Ce ne sono in giro di craque?
«Siamo la terra di Di Stefano, Sivori, Maradona, Messi: abbiamo generazioni di campioni pronti a venire in Europa».
Lei ha vinto, segnando in finale, una Coppa del Mondo.
«Però il gol più importante non fu quello all’Olanda. Quello più importante lo segnai all’Ungheria, prima partita di quella fase finale, con una rete quasi nel finale. Senza quella vittoria non avremmo passato il turno. Una nazionale unica, con amici inseparabili come Kempes, Fillol, Ardiles. Dei ragazzi, mai avremmo immaginato che mentre noi pensavamo a giocare a calcio, c’era chi invece sfruttava i nostri successi per nascondere delle atrocità».
Il suo mondiale è quello del dittatore Videla.
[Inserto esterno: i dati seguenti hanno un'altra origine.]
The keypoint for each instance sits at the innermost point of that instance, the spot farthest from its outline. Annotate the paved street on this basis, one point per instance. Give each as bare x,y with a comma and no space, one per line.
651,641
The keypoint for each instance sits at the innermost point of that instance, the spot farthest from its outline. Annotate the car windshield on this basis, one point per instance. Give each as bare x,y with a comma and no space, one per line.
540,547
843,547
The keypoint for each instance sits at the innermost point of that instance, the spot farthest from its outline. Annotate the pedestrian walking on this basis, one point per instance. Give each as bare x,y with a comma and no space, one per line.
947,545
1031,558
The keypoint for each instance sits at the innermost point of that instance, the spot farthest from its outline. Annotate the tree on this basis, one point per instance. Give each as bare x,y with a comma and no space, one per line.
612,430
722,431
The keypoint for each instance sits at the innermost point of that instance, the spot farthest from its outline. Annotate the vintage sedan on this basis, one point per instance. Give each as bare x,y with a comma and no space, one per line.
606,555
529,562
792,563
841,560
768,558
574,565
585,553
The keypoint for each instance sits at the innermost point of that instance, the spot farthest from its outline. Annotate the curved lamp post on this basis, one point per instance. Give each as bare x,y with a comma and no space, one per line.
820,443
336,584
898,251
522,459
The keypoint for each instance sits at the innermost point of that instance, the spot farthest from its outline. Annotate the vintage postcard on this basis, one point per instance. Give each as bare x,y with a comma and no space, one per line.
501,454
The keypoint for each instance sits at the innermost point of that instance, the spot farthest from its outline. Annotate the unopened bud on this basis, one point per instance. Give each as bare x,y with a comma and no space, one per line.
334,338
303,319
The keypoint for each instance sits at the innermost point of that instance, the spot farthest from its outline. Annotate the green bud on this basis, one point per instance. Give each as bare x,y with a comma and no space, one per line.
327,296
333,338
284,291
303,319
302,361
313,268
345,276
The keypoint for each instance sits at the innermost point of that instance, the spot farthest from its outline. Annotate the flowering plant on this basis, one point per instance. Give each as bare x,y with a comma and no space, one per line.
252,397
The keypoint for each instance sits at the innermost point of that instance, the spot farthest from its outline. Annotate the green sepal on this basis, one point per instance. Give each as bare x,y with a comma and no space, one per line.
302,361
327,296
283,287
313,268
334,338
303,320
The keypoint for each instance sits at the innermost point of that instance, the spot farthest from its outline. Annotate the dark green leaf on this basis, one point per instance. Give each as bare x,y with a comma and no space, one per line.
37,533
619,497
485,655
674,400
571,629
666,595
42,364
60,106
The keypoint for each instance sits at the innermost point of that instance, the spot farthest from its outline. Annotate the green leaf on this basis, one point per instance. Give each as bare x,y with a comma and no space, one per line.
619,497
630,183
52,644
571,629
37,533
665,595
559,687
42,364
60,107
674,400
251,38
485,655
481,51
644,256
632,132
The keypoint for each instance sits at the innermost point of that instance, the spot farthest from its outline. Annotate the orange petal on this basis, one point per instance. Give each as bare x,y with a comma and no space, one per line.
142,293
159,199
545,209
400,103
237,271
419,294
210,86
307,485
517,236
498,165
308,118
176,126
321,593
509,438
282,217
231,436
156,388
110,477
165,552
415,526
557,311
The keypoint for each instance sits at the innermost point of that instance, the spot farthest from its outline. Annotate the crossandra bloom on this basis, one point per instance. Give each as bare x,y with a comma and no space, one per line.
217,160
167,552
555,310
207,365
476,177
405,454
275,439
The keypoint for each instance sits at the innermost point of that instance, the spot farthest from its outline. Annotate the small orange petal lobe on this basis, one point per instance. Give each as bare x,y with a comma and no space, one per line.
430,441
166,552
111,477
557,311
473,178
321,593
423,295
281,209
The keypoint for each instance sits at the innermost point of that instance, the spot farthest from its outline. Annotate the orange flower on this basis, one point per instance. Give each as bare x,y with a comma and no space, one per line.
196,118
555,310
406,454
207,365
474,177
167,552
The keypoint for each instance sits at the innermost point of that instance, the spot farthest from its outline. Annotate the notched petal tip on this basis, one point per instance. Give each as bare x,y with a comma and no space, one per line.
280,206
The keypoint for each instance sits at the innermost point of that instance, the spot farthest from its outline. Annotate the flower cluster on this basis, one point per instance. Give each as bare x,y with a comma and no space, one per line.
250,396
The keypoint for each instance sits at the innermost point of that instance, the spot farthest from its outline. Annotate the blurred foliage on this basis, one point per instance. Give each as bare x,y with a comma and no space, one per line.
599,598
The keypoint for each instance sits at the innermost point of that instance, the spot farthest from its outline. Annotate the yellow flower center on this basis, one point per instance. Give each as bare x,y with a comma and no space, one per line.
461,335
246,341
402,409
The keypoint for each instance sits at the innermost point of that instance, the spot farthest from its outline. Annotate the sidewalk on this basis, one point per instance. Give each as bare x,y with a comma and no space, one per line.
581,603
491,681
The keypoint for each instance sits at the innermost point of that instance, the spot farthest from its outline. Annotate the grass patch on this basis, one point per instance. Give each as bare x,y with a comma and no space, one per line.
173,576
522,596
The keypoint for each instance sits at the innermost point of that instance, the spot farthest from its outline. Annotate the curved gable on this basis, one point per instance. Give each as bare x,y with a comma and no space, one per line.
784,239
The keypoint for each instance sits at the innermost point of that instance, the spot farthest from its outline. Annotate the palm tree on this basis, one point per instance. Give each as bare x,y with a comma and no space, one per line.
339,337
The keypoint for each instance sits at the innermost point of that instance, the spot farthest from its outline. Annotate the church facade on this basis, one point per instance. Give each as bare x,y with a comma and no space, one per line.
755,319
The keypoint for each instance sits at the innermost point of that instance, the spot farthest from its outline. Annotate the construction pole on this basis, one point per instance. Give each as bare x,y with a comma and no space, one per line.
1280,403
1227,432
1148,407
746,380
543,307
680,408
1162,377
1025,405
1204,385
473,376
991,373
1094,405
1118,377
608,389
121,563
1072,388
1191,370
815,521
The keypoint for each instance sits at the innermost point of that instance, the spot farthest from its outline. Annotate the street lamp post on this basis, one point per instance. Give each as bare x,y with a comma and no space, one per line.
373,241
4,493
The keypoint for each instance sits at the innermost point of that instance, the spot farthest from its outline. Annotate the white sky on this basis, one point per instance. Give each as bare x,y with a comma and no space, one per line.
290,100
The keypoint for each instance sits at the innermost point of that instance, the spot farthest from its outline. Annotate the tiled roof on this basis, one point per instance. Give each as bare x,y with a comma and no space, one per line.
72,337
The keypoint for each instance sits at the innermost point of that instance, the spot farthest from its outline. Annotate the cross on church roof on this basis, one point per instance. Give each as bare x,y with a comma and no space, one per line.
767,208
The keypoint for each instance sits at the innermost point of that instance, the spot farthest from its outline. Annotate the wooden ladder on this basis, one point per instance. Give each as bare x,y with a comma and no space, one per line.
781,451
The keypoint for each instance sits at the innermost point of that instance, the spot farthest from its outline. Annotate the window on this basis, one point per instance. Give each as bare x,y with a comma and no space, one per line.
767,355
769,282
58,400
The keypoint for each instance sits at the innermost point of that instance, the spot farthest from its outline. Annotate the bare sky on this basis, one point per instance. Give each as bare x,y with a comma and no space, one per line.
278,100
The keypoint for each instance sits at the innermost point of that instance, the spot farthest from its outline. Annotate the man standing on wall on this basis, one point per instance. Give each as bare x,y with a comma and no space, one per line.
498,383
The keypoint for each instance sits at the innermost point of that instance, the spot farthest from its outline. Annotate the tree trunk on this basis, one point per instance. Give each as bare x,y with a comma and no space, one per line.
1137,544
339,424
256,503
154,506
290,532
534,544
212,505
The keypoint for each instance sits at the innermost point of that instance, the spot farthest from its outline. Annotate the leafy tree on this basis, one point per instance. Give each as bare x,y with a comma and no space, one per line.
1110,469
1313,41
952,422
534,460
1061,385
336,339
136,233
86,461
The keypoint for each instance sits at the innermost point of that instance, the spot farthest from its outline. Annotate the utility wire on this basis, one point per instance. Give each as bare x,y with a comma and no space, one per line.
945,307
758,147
«Se avessi saputo dei desaparecidos e delle violenze di Plaza de Mayo non avrei mai giocato quel mondiale. Seguro. I generali ci utilizzarono, quelle ombre non mi hanno mai dato tregua anche se io ero e sono stato sempre dalla parte giusta. Ma ai militari non importava vincere la Coppa del Mondo: loro volevano solo dimostrare che era tutto tranquillo nel nostro Paese e il mondo doveva solo vedere questa serenità. Però io ero un ragazzo, non mi sono mai chiesto se avevo il potere per fare qualcosa».
Le manca Napoli?
«Macarena, mia figlia, vuole tornare presto. Le piace il fatto che appena c’è qualcuno che mi riconosce, mi chiedono foto e autografi. Napoli con Firenze sono rimaste nel mio cuore. Se vogliono, io qui vedo partite dei campionati minori e cerco giovani Messi nei barrios di Buones Aires. Se vogliono, sono a loro disposizione».